Whether it’s the architecture, the setting, the view, the decor, or the overall feeling that the Spinaltermine Villa resonates, it’s simply divine. Nestled within Umbria’s scenic rolling hills, with stone walls, marble floors, wood beams, a neutral palette, impeccable taste, stunning views and all the modern comforts one could ask for, this villa is the total package. But there’s something about the kitchen – a light, bright, convivial, gathering space where you can not only cook, but socialize, sip coffee, eat or drink wine while perched at the counter – that’s extra attractive.
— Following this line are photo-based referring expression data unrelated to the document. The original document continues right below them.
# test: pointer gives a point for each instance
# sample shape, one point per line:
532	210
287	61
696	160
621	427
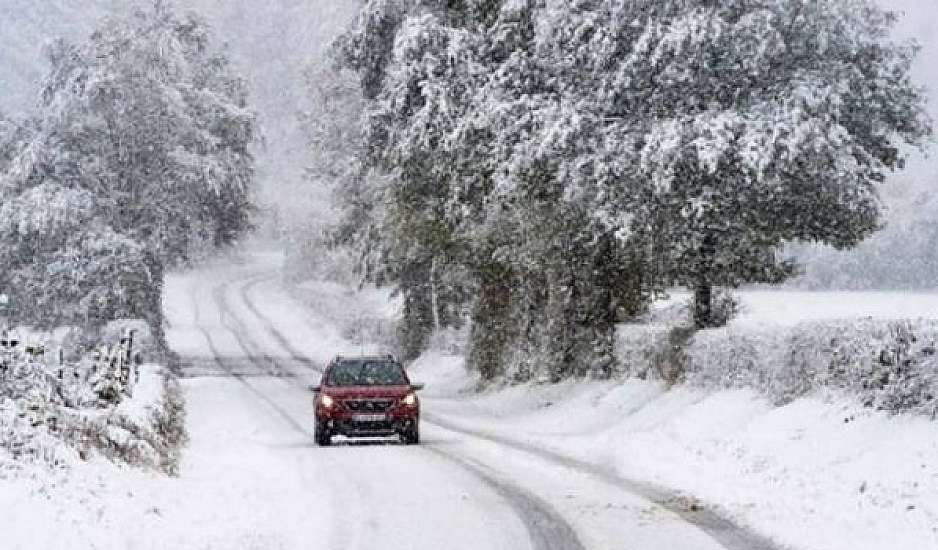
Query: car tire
411	436
323	436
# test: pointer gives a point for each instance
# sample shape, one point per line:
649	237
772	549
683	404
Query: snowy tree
557	145
751	124
139	155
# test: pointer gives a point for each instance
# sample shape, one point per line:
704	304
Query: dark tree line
138	154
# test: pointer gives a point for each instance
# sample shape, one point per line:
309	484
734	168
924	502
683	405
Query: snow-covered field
583	464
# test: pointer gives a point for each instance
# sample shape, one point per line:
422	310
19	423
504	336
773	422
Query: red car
364	397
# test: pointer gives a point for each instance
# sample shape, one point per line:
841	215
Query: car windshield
366	373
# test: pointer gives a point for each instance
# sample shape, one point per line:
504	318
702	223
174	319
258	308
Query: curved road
247	346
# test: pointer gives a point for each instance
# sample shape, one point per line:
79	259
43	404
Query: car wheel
412	436
323	436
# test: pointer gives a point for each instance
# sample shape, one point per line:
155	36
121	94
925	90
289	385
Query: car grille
369	405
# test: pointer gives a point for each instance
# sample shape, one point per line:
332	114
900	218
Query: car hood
365	392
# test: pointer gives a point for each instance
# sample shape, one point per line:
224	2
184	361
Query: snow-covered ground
814	474
576	465
785	307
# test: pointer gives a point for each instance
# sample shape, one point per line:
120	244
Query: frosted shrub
888	365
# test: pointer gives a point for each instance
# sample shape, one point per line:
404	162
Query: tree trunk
434	296
491	332
703	304
703	291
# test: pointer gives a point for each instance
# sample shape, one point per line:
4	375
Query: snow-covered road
250	351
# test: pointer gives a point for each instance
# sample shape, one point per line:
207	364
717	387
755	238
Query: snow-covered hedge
888	365
144	430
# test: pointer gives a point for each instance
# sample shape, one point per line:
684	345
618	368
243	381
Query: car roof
386	357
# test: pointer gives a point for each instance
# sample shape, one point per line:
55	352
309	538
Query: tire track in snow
546	528
721	529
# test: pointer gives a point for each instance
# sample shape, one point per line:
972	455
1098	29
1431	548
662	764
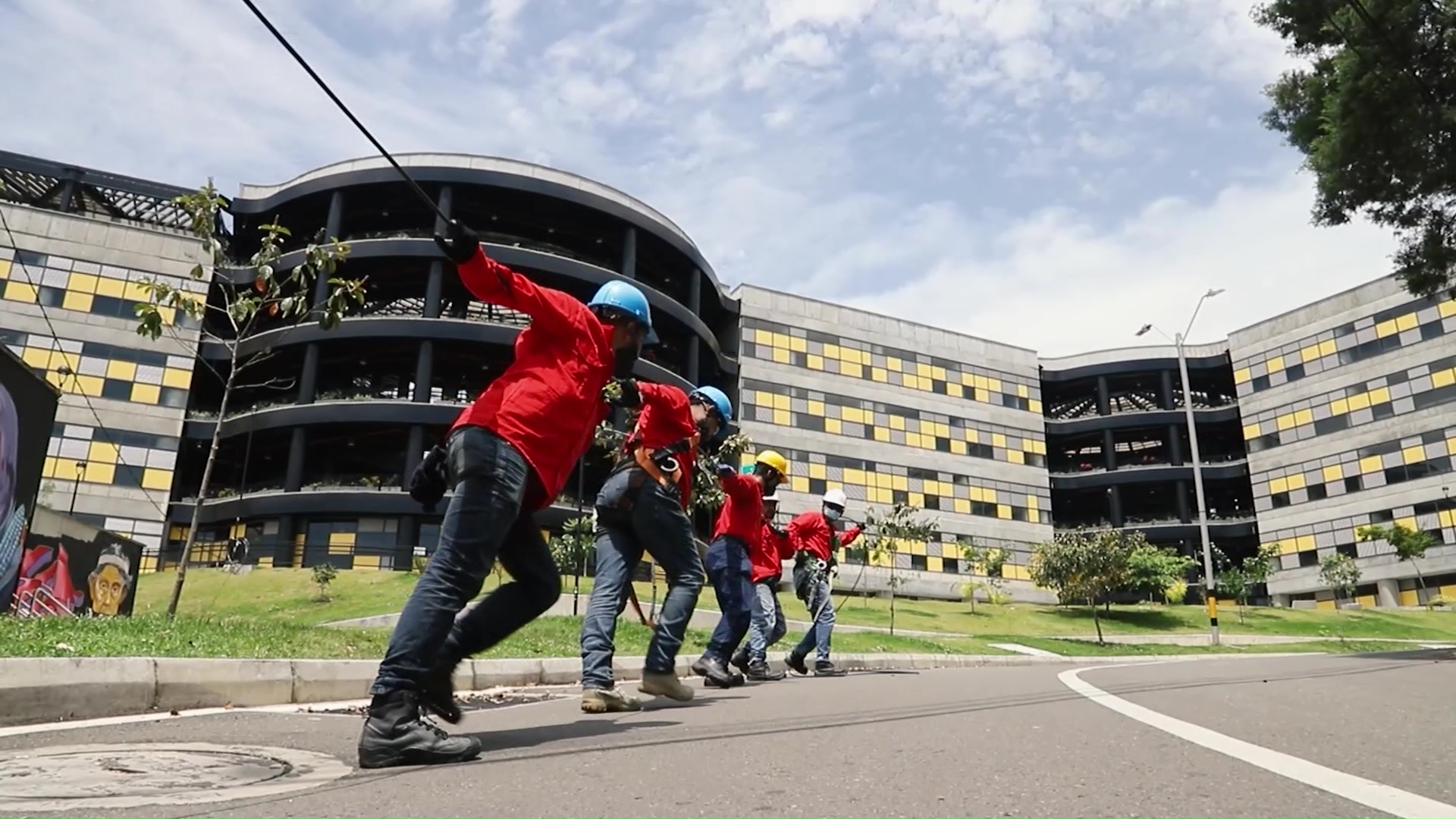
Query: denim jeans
731	575
655	522
821	610
767	620
482	523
Here’s how to recreate this magic in your own home.
This eat-in island is the focal point of the room (and the fact that it overlooks the massive windows and incredible Italian countryside doesn’t hurt either). The real advantage of this style of island is that you can cook and entertain at the same time, without missing a beat – a dream for the avid home cook who always gets stuck in the kitchen during dinner parties. To reproduce this island style, look for simple lines, natural materials and neutral colors. A salvaged wood island like this model from Restoration Hardware is great because of the versatility of its sizes (three to choose from) and finishes (natural, gray, brown and black). The Bluestone Kitchen Island from Crate and Barrel is a bit darker and smaller, but accommodates storage on one side, seating on the other and is made of solid reclaimed pine with a wax-finished bluestone top. Finally, at Williams Sonoma, an island that is a bit more ornate but has shelving, cupboards and room for seating, along with an Italian basalt top made from volcanic rock to boot.
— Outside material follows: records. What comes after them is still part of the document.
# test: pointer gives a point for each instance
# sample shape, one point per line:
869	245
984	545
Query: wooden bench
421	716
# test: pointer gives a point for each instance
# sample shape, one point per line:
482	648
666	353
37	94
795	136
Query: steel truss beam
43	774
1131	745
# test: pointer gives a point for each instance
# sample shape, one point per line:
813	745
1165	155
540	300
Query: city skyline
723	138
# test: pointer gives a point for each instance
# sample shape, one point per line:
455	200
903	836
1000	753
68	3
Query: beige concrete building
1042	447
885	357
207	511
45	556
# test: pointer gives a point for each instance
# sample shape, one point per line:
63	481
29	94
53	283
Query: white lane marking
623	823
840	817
If you’re going to entertain in your kitchen, you want your guests to be comfortable. That means giving them a stool with a back so that they have something to lean into and relax – versus being perched (and possibly hunched) on a plain old stool. The style to choose will really depend on the model, size and color of your island, so here are some ideas to get the ball rolling. This West Elm industrial-style stool introduces dark wood and steel to the party, all the while working with a traditional or modern setting. Bonus points because there’s a spot to place your feet. For something a little softer and more refined (and also from West Elm), these solid wood John Vogel Bar and Counter Stools come in two sizes and have hand woven seats that are sure to only get more comfortable with age.
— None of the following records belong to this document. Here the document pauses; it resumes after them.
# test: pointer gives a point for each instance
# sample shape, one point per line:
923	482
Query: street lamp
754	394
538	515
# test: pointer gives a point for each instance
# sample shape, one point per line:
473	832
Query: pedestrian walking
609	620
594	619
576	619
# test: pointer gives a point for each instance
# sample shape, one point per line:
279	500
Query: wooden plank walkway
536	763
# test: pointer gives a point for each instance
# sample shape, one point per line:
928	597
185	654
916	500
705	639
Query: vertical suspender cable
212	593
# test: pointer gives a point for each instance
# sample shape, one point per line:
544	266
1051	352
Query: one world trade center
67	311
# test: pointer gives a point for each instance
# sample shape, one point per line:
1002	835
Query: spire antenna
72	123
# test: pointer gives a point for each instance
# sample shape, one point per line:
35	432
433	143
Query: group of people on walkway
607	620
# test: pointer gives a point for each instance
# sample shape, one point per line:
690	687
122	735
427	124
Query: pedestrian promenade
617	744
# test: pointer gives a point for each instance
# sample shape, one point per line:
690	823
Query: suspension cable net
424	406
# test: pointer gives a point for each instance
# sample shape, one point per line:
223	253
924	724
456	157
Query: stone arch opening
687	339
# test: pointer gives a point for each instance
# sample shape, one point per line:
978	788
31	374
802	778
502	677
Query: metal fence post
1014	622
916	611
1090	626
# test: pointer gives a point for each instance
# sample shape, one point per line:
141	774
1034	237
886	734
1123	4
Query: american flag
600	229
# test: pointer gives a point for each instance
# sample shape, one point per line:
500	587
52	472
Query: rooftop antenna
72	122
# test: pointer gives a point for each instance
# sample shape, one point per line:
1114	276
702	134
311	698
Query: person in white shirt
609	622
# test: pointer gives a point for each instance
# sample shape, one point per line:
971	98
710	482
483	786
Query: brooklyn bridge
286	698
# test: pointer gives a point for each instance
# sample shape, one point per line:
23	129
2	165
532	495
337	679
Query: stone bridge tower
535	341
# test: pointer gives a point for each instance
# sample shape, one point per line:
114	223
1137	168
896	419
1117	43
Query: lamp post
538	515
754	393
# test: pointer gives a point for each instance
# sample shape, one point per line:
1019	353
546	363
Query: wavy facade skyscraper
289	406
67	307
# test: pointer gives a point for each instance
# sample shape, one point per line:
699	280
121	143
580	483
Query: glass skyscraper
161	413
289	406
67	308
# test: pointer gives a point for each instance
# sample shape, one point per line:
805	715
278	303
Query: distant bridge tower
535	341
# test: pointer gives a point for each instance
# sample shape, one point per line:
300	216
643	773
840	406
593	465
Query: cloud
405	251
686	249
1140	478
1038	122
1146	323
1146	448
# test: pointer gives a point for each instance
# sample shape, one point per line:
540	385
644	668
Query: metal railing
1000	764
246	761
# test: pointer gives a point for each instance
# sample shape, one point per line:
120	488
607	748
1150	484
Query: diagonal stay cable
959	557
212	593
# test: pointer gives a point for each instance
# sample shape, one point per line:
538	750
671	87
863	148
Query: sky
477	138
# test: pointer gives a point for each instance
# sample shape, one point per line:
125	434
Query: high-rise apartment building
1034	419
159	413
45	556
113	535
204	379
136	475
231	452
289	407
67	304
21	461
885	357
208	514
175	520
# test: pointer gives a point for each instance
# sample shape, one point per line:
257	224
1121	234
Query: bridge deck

If you’re really going to cook in your top of the line kitchen (and not just pretend you do!), it’s worth investing in a top of the line kitchen range. There have never been more stylish, high-performance, restaurant quality ranges on the market than right now, from custom gas ranges to induction tops that fit in seamlessly with your counter. Part of the Sub Zero family, Wolf’s exclusive gas ranges come in a variety of sizes and models to suit any home cook’s needs. Jenn-Air also has a great selection in their high-end range, from six-burners with a griddle to a full induction stove top. Finally, the award winning designs from Miele are what happens when the kitchen meets technology, with a side of German engineering. Yowza.
Simple, floating wood shelves can be utilitarian or decorative, depending on your kitchen space and storage situation. In this Italian villa, they function as a bit of both, and if you want to keep to the same style as the minimal wood ones here, there’s some nice reclaimed wood options from West Elm (although the brackets are visible) or brass and wood floating ones from Anthropologie. Another direction to go in is with farmhouse-style shelving units like this L-Beam wall shelf (also from West Elm) that can be mounted, or this country-chic Dutch industrial double shelving unit from Restoration Hardware that comes in different finishes and is on wheels in case you need to move it.